LWN: Comments on "Python and crypto-strength random numbers by default"

Python and crypto-strength random numbers by default

nybble41 — Fri, 02 Oct 2015 14:47:44 +0000

>> Do you also wonder why one cannot remove a comment (e.g. if there was no reply to it) ?

> Because of dangling replies.

Well, dag- did say "if there was no reply to it", which would address the problem of dangling replies.

Even without that restriction, a simple "this comment has been retracted by the author" placeholder message with a link to the original text would seem to me to be a reasonable compromise.

Python and crypto-strength random numbers by default

marcH — Fri, 02 Oct 2015 08:07:43 +0000

Because of dangling replies.

Immutability, good. Side-effects, bad.

Python and crypto-strength random numbers by default

dag- — Thu, 24 Sep 2015 14:29:21 +0000

Do you also wonder why one cannot remove a comment (e.g. if there was no reply to it) ?

Yours is an excellent use-case :-)

Random vs. Cryptographically random are typically separate

apoelstra — Wed, 23 Sep 2015 15:26:28 +0000

> If they don't understand that random.random uses a deterministic RNG, then they probably have a lot of other problems in programming.

CSPRNGs are also deterministic. Determinism is not what burns cryptographically-inexperienced programmers.

Random vs. Cryptographically random are typically separate

dvdeug — Wed, 23 Sep 2015 01:35:42 +0000

Computer "numbers" are these weird things that are almost-like-numbers with fairly non-subtle failure modes in many contexts.* A lot of learning computer programming is learning all these details where things don't work the way one would naively expect them to. If they don't understand that random.random uses a deterministic RNG, then they probably have a lot of other problems in programming.

* E.g. exists a, b, i, j such that (a > 0.0) && (b + a == b) or (i > 0) && (j > 0) && (i + j < 0).

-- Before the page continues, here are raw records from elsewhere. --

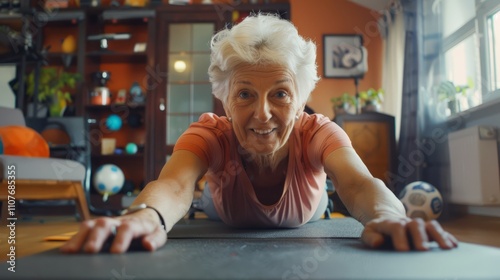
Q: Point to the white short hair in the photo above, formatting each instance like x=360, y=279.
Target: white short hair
x=262, y=39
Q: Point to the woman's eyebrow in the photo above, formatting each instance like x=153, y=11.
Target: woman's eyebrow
x=282, y=81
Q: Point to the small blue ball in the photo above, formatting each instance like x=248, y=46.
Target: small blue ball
x=113, y=122
x=131, y=148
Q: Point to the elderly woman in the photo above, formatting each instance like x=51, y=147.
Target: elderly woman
x=266, y=161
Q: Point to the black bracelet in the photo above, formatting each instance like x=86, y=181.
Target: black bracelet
x=141, y=206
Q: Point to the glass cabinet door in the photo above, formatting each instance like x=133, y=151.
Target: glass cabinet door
x=189, y=93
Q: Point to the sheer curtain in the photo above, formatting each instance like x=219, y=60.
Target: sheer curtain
x=392, y=28
x=407, y=169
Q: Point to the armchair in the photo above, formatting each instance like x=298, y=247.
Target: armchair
x=39, y=178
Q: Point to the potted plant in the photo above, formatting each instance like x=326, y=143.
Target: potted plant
x=371, y=99
x=342, y=103
x=53, y=88
x=448, y=92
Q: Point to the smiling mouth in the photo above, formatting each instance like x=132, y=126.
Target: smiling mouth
x=263, y=131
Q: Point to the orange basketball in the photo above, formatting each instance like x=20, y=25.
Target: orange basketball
x=23, y=141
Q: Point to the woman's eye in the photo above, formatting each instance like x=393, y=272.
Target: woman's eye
x=244, y=94
x=281, y=94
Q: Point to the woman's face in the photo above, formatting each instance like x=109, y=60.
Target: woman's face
x=262, y=104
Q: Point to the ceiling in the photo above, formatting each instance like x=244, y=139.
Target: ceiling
x=376, y=5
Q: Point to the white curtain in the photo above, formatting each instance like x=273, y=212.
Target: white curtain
x=392, y=29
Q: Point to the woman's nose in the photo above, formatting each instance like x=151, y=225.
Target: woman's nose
x=263, y=111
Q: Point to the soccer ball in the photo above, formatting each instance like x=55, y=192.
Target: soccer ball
x=421, y=200
x=108, y=180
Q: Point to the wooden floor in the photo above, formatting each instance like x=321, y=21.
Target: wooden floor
x=30, y=232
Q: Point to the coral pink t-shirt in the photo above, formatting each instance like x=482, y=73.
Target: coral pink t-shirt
x=314, y=137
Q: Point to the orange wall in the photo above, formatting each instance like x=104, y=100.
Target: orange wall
x=314, y=18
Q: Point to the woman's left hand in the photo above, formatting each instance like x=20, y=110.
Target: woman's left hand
x=406, y=234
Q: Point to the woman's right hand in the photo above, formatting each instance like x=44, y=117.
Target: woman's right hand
x=93, y=234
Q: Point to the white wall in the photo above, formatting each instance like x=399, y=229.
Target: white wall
x=7, y=98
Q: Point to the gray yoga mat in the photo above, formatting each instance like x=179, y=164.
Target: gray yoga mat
x=202, y=228
x=334, y=258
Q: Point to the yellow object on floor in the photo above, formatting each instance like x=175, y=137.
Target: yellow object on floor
x=61, y=237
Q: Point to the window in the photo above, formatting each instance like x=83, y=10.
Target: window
x=493, y=26
x=469, y=56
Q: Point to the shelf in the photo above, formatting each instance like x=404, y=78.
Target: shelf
x=117, y=57
x=60, y=15
x=118, y=157
x=128, y=13
x=113, y=106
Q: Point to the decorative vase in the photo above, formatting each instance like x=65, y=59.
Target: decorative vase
x=370, y=106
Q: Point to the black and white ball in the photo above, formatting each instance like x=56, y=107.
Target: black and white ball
x=421, y=200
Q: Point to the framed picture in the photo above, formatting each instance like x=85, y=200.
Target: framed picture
x=344, y=56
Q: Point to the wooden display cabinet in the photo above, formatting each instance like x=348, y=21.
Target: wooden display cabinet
x=127, y=65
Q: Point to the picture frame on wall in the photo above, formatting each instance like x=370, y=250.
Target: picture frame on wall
x=344, y=56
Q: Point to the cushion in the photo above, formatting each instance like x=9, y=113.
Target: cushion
x=23, y=141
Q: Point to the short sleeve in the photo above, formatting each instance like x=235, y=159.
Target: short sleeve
x=323, y=137
x=206, y=138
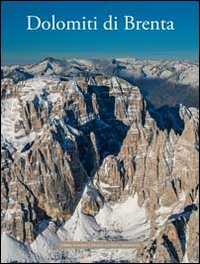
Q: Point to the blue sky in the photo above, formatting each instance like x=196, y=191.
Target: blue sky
x=22, y=46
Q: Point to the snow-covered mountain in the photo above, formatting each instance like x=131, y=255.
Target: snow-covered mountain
x=85, y=157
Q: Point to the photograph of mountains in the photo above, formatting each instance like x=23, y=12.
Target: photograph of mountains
x=100, y=136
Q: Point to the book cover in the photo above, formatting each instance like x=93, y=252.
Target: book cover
x=100, y=132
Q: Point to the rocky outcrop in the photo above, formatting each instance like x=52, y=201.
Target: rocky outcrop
x=59, y=135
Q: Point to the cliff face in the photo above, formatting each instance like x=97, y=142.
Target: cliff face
x=57, y=136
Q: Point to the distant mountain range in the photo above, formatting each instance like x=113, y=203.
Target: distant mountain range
x=161, y=82
x=103, y=151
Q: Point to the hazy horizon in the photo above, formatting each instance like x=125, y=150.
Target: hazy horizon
x=24, y=47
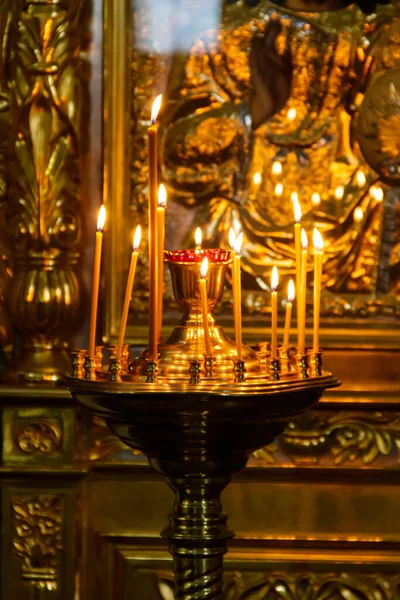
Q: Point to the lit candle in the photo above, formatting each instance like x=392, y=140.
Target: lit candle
x=162, y=203
x=301, y=329
x=277, y=168
x=128, y=291
x=288, y=314
x=297, y=241
x=153, y=255
x=101, y=219
x=198, y=238
x=204, y=304
x=318, y=254
x=257, y=178
x=274, y=312
x=236, y=245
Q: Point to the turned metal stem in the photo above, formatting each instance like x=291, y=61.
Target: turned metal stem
x=197, y=536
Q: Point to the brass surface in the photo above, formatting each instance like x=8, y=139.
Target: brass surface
x=42, y=215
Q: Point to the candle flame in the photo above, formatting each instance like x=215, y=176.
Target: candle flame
x=291, y=292
x=296, y=207
x=232, y=238
x=162, y=196
x=304, y=240
x=257, y=178
x=198, y=236
x=377, y=193
x=318, y=241
x=156, y=108
x=204, y=268
x=277, y=168
x=358, y=214
x=361, y=179
x=339, y=192
x=238, y=243
x=136, y=238
x=316, y=199
x=274, y=279
x=101, y=219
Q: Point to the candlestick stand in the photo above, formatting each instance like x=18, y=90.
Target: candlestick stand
x=198, y=417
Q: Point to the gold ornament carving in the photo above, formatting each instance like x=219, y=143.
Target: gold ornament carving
x=210, y=154
x=299, y=585
x=343, y=439
x=39, y=438
x=43, y=213
x=37, y=538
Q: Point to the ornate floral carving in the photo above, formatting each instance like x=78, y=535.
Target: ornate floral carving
x=297, y=586
x=337, y=439
x=43, y=215
x=39, y=437
x=37, y=539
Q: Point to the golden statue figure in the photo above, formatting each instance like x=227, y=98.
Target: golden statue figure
x=272, y=105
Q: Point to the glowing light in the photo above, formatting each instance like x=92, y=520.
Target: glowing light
x=304, y=240
x=204, y=268
x=361, y=179
x=274, y=279
x=377, y=193
x=291, y=292
x=296, y=207
x=155, y=109
x=339, y=192
x=198, y=237
x=232, y=238
x=358, y=214
x=162, y=196
x=238, y=243
x=101, y=219
x=136, y=238
x=316, y=199
x=277, y=168
x=318, y=241
x=257, y=179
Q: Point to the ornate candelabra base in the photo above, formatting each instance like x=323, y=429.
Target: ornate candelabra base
x=197, y=436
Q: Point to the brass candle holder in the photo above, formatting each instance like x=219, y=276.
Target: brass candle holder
x=198, y=417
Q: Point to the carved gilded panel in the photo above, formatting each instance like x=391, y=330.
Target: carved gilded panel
x=221, y=171
x=38, y=436
x=258, y=573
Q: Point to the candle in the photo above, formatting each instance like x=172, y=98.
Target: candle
x=101, y=219
x=297, y=242
x=128, y=291
x=301, y=330
x=318, y=255
x=198, y=238
x=288, y=314
x=277, y=168
x=162, y=203
x=274, y=312
x=204, y=304
x=153, y=256
x=236, y=245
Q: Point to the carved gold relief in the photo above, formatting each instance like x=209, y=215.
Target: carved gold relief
x=43, y=213
x=342, y=439
x=297, y=586
x=39, y=438
x=210, y=154
x=37, y=538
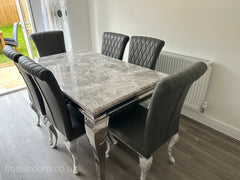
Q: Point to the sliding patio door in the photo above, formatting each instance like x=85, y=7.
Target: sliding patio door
x=27, y=23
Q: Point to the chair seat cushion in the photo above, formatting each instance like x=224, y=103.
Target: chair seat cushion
x=77, y=120
x=11, y=42
x=128, y=125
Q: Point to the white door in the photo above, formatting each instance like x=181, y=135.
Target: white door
x=56, y=11
x=26, y=23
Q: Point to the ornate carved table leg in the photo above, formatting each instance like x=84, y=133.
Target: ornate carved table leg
x=97, y=133
x=145, y=165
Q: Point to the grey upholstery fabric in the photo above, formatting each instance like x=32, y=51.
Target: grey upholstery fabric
x=65, y=117
x=146, y=130
x=144, y=51
x=11, y=53
x=113, y=44
x=13, y=41
x=49, y=42
x=34, y=94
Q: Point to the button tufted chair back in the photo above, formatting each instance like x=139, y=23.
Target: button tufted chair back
x=144, y=51
x=113, y=44
x=166, y=104
x=49, y=42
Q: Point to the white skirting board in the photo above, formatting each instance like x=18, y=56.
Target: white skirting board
x=213, y=123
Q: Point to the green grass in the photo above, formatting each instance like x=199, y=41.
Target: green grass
x=7, y=33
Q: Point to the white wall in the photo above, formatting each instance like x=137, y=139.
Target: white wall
x=207, y=29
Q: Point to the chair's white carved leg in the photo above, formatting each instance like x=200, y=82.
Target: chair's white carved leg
x=96, y=131
x=72, y=148
x=173, y=141
x=108, y=142
x=145, y=165
x=52, y=131
x=112, y=138
x=37, y=112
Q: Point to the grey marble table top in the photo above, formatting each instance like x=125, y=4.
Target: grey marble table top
x=97, y=82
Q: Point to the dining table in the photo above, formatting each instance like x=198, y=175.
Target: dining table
x=100, y=85
x=2, y=40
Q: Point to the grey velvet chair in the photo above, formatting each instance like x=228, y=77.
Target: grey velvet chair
x=49, y=42
x=146, y=130
x=114, y=44
x=64, y=116
x=144, y=51
x=36, y=101
x=13, y=41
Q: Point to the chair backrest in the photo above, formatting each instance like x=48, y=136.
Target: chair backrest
x=56, y=108
x=34, y=94
x=49, y=42
x=15, y=32
x=166, y=104
x=113, y=44
x=144, y=51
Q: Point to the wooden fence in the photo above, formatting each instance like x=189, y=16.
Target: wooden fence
x=8, y=12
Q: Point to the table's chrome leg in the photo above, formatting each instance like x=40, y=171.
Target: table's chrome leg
x=72, y=148
x=97, y=133
x=113, y=139
x=108, y=143
x=37, y=112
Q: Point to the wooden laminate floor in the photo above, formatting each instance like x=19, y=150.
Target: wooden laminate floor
x=201, y=153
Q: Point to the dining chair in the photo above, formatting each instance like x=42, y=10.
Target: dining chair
x=113, y=44
x=65, y=116
x=49, y=42
x=36, y=101
x=144, y=51
x=14, y=40
x=146, y=130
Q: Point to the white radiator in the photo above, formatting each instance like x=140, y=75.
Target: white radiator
x=171, y=63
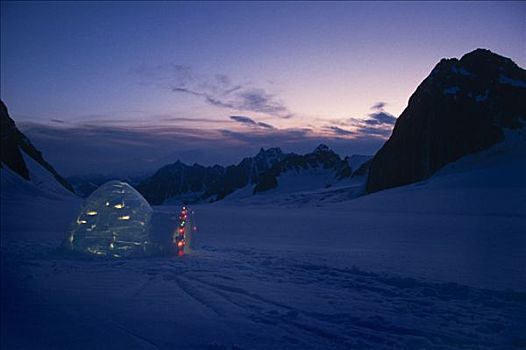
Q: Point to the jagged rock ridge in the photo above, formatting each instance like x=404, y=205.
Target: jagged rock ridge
x=462, y=107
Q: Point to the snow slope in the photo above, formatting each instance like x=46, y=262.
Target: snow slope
x=435, y=265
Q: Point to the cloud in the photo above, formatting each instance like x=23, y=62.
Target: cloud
x=128, y=149
x=265, y=125
x=250, y=122
x=380, y=118
x=243, y=120
x=217, y=90
x=378, y=124
x=339, y=131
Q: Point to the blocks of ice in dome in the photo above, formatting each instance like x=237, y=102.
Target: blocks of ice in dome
x=114, y=222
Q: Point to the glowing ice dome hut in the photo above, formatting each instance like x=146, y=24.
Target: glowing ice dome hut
x=114, y=222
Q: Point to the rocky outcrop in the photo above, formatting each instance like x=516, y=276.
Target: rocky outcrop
x=14, y=142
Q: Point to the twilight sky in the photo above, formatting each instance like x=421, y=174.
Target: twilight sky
x=123, y=87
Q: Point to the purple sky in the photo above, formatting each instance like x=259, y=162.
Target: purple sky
x=125, y=87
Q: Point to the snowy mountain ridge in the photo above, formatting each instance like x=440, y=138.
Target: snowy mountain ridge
x=266, y=171
x=22, y=166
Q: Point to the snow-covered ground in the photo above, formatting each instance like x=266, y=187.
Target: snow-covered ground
x=435, y=265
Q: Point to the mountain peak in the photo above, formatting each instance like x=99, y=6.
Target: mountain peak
x=461, y=108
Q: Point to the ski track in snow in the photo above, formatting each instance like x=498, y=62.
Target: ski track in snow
x=256, y=299
x=434, y=265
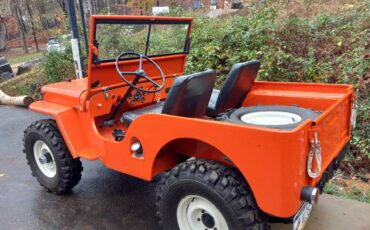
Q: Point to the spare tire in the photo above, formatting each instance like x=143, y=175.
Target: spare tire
x=271, y=116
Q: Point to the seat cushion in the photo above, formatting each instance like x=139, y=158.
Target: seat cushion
x=129, y=116
x=211, y=110
x=189, y=95
x=235, y=88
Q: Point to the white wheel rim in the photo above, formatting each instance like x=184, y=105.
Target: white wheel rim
x=196, y=212
x=44, y=159
x=271, y=118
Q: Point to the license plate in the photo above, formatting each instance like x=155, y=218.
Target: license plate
x=300, y=219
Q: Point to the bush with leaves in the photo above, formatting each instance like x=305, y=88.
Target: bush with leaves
x=330, y=48
x=58, y=66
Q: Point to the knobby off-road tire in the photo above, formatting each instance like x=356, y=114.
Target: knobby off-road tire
x=215, y=186
x=62, y=172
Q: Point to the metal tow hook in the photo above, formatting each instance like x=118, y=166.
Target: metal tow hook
x=315, y=150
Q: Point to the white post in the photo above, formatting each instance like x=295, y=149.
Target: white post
x=76, y=57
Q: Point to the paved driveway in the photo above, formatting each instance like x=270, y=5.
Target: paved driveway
x=105, y=199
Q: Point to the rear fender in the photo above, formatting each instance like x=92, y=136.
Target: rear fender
x=68, y=123
x=179, y=150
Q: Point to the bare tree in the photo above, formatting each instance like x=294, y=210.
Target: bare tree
x=18, y=15
x=4, y=11
x=32, y=25
x=62, y=6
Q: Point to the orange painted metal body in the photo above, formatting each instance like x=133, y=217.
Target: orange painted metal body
x=272, y=161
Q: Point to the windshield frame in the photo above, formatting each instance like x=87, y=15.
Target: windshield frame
x=149, y=22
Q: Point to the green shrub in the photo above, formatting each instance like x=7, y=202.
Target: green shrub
x=58, y=66
x=330, y=48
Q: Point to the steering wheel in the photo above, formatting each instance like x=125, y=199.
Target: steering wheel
x=139, y=73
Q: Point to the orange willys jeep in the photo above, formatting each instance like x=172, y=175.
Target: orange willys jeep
x=250, y=153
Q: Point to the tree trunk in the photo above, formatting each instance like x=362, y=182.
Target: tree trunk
x=16, y=11
x=32, y=26
x=19, y=101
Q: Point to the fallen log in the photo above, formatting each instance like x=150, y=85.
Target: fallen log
x=18, y=100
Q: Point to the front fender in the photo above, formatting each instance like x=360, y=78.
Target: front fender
x=68, y=122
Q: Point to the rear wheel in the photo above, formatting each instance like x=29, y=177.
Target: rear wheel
x=200, y=194
x=49, y=158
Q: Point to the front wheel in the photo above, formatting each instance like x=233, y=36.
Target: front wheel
x=200, y=194
x=49, y=158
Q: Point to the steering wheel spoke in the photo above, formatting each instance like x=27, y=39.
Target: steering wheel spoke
x=152, y=81
x=128, y=73
x=140, y=72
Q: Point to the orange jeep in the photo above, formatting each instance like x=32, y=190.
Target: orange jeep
x=234, y=158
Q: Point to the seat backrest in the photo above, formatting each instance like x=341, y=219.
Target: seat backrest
x=237, y=85
x=189, y=95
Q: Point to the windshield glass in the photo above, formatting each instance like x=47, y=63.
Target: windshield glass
x=151, y=39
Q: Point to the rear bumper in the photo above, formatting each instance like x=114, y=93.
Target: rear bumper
x=327, y=175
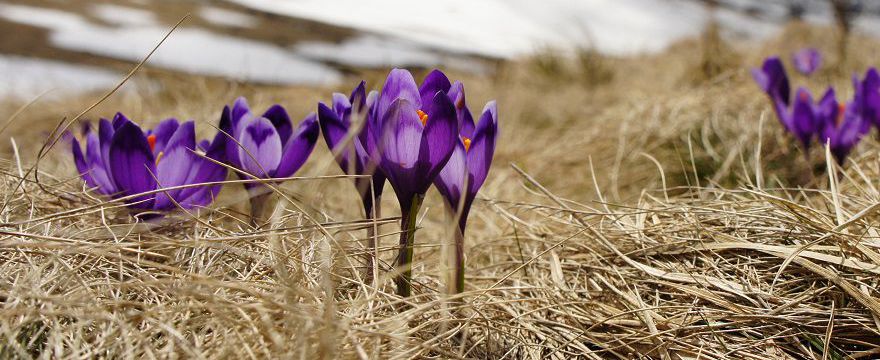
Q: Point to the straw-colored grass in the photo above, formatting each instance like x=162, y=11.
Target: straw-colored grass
x=660, y=214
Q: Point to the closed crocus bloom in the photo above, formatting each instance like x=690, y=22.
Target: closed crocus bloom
x=807, y=61
x=418, y=130
x=794, y=114
x=353, y=157
x=122, y=160
x=842, y=126
x=866, y=98
x=464, y=174
x=352, y=152
x=265, y=146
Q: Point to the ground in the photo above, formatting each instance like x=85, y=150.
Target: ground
x=639, y=207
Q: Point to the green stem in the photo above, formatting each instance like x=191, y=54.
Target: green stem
x=373, y=212
x=407, y=239
x=459, y=260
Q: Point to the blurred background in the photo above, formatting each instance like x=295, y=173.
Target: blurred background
x=579, y=83
x=70, y=46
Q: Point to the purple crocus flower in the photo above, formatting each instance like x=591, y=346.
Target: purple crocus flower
x=792, y=113
x=353, y=154
x=266, y=146
x=121, y=160
x=866, y=99
x=807, y=61
x=464, y=174
x=842, y=126
x=335, y=121
x=418, y=130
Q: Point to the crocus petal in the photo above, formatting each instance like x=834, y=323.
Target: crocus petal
x=299, y=147
x=341, y=105
x=401, y=144
x=399, y=85
x=279, y=118
x=231, y=146
x=369, y=134
x=80, y=162
x=773, y=80
x=450, y=181
x=99, y=166
x=260, y=150
x=803, y=120
x=184, y=136
x=358, y=97
x=132, y=163
x=207, y=169
x=482, y=149
x=435, y=81
x=465, y=119
x=175, y=168
x=440, y=136
x=334, y=132
x=105, y=137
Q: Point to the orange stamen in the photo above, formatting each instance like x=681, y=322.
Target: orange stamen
x=159, y=157
x=152, y=141
x=423, y=117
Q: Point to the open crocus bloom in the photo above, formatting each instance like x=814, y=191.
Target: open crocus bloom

Random vs. Cryptographically random are typically separate

apoelstra — Sun, 20 Sep 2015 16:57:10 +0000

I have a couple more:

4) Failure modes for RNGs are often undetectable by testing. You can (and should) look for really specific failure modes, like always outputting the same value, but in general if you use a bad RNG the rest of your program's performance and correctness will not be affected in the least. Just security.

5) The output of a bad RNG can stick around forever. If you've got a long-lived private key, if it turns out it was generated poorly then you are screwed, even if this was years ago. (Now that I think about it, I have no recollection of what software or version I used to generate my PGP keys. So in principle any RNG failure in the news could be affecting me.) Combine this with #4 and you have a very dangerous situation indeed.

Compare this to other crypto failure modes, like leaving secure data in memory, timing side-channels, etc., which go away once the software is fixed (or even when the software stops running).

Random vs. Cryptographically random are typically separate

njs — Sun, 20 Sep 2015 05:29:31 +0000

I've come around to feeling that it's unfair to call programmers "sloppy" because they thought that a function called random.random() would return random numbers. Everyone understands how dice and coin flips work, and that's how random number generators are always taught to new programmers, and if random.random() actually worked the way dice and coin flips worked then it would be safe to use for any purpose :-/.

Obviously you and I know that computer "random numbers" are this weird thing that are almost-like-random but with extremely subtle failures that only matter in certain obscure but high-stakes contexts... but it's not really newbie programmers' fault that they don't automatically know this. (Sure, there's a warning in the docs, but if you don't know to look for it...)

Random vs. Cryptographically random are typically separate

kleptog — Sat, 19 Sep 2015 11:12:02 +0000

There's still the documentation question, I see that the warning about it not being cryptographically secure was added in the 2.7 docs, prior to that you had to read the wall of text to discover that. The default behaviour of random() now if you don't seed it is to read 32 bytes of urandom (if available) and use that as seed. If you're not generating lots of random numbers this should be sufficient. You wouldn't want to generate crypto keys that way, but it's not that bad.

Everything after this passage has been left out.